Después de haber elogiado durante años el papel de la Corona en la Transición y de haber defendido particularmente la actuación de Felipe VI en las difíciles circunstancias que heredó de su padre, el silencio del monarca estos últimos días resulta incomprensible para gran parte de la ciudadanía en medio de la hecatombe sanitaria y socioeconómica provocada por el coronavirus.
Es desconcertante que el rey, cuyos mensajes han sido siempre oportunos, valientes y claros, no haya dicho nada todavía. La noche del pasado domingo, horas antes de que entrasen en vigor las medidas del estado de alarma, en el momento que más falta hacia escuchar palabras de unidad, solidaridad, disciplina y confianza para afrontar unas semanas dramáticas, el jefe del Estado no apareció en nuestras pantallas.
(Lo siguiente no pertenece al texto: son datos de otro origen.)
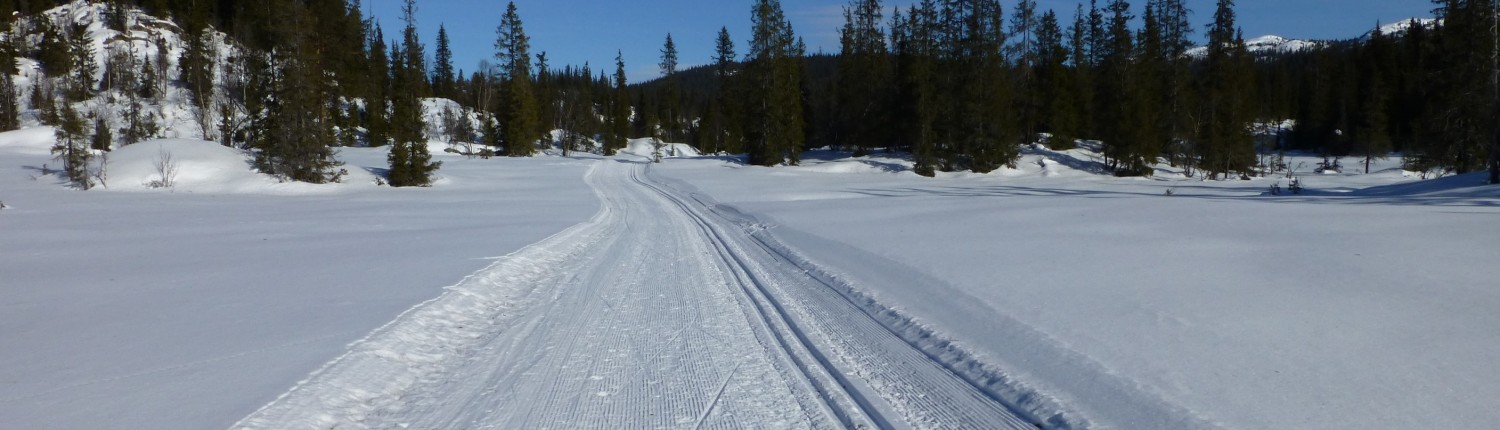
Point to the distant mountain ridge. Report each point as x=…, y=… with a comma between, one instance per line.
x=1272, y=44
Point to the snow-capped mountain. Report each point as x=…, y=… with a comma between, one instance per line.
x=1272, y=44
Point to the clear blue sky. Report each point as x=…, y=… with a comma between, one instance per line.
x=573, y=32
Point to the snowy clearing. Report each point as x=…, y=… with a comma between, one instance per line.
x=701, y=292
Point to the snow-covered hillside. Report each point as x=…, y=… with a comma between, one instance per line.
x=848, y=292
x=1268, y=44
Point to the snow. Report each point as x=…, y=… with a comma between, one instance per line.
x=1269, y=44
x=593, y=291
x=191, y=307
x=1346, y=307
x=647, y=147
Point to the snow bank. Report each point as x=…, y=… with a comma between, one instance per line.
x=645, y=147
x=35, y=141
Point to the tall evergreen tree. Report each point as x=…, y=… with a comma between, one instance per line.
x=72, y=147
x=1113, y=99
x=1056, y=93
x=915, y=39
x=410, y=161
x=726, y=126
x=774, y=113
x=671, y=99
x=864, y=80
x=1464, y=78
x=443, y=77
x=518, y=105
x=1224, y=141
x=1026, y=56
x=9, y=95
x=618, y=110
x=293, y=128
x=377, y=108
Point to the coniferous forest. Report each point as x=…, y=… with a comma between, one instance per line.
x=956, y=84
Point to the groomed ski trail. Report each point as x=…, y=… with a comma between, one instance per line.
x=660, y=312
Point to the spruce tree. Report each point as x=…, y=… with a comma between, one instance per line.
x=9, y=95
x=1113, y=99
x=81, y=84
x=443, y=77
x=915, y=42
x=1026, y=56
x=618, y=110
x=1056, y=93
x=728, y=131
x=1224, y=141
x=1371, y=138
x=671, y=101
x=774, y=113
x=863, y=81
x=410, y=161
x=72, y=149
x=518, y=105
x=377, y=102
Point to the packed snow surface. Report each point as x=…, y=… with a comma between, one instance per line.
x=611, y=292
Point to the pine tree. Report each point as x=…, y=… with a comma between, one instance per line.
x=81, y=83
x=197, y=71
x=618, y=110
x=377, y=110
x=1055, y=89
x=1464, y=80
x=728, y=129
x=410, y=161
x=1176, y=123
x=1026, y=56
x=863, y=81
x=53, y=53
x=1113, y=99
x=1371, y=135
x=915, y=45
x=9, y=95
x=443, y=78
x=774, y=114
x=72, y=149
x=518, y=107
x=293, y=131
x=671, y=102
x=1224, y=143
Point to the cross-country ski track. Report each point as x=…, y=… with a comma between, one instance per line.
x=665, y=310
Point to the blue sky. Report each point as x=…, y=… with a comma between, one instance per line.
x=573, y=32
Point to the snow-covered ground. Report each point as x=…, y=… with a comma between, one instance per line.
x=189, y=307
x=1364, y=303
x=612, y=292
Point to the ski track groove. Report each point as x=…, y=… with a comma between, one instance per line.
x=660, y=312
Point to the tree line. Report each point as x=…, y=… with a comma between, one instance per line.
x=957, y=84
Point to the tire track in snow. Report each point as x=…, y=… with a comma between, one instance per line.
x=917, y=384
x=567, y=333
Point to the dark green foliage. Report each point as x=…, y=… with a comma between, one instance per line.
x=618, y=122
x=864, y=81
x=410, y=161
x=519, y=117
x=773, y=113
x=671, y=104
x=102, y=140
x=293, y=129
x=72, y=147
x=1224, y=141
x=443, y=77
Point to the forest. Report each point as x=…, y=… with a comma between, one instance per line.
x=956, y=84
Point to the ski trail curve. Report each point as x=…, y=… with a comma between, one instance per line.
x=659, y=312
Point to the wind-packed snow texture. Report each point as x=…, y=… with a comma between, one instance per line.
x=701, y=292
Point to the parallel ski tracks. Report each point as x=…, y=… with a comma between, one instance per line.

Y no será hasta hoy miércoles que, primero, se reúna con el presidente del Gobierno y el comité técnico de gestión de la crisis y luego, ya a la noche, se dirija a toda la población.
Felipe VI ha estado desaparecido en un momento de emergencia nacional y ha permanecido callado porque en paralelo se ha revelado su condición de segundo beneficiario de una fundación off shore, con sede en Panamá, en la que el ahora rey emérito recibió 100 millones de dólares de Arabia Saudí.
Que Felipe VI haya declarado ante notario que no sabía nada de esos negocios ilegales de su padre y haya renunciado a la herencia que le pueda corresponder proveniente de ese dinero, además de retirarle la asignación económica que como miembro de la Casa Real recibía Juan Carlos I desde que abdicó en 2014, son gestos sin duda imprescindibles pero insuficientes ante la gravedad de las informaciones.
Aunque los hechos ilícitos que haya podido cometer el rey emérito mientras reinó no puedan ser juzgados en España, es obligatorio conocer el origen de esos fondos y determinar si él se ha podido lucrar posteriormente. Cuando las autoridades judiciales suizas entreguen a la Fiscalía española y a la Audiencia Nacional toda la información sobre esas supuestas cuentas en el país helvético, tiene que investigarse a fondo y llegar hasta el final con todas las consecuencias.
El admirado rey de la transición ha conseguido dilapidar todo su prestigio no solo por errores como irse de caza a África cuando la sociedad española sufría la severidad de la crisis y de los recortes sociales, sino por sobre todo porque su figura queda ya asociada para siempre con la corrupción.
Es obligatorio que Felipe VI ofrezca explicaciones ante la única autoridad competente, que no es otra que la justicia, para que sea incuestionable su palabra de que nunca consintió ser beneficiario de esos fondos ilícitos. Entre tanto, la mejor forma de dar credibilidad a sus gestos es actuando como si todo eso no existiera, es decir, actuando en el momento y lugar que le corresponde como jefe del Estado, empezando por ese mensaje que hoy finalmente ofrecerá al país e implicándose a fondo como máximo referente institucional en la lucha contra el coronavirus y sus graves consecuencias para la vida social y económica.
De lo contrario, sus meritorios esfuerzos por salvar la Corona de la situación comprometida que heredó de su padre, así como de los escándalos que han salpicado a otros miembros de su familia, pueden fundirse rápidamente. Y esto es lo último que ahora mismo necesitamos.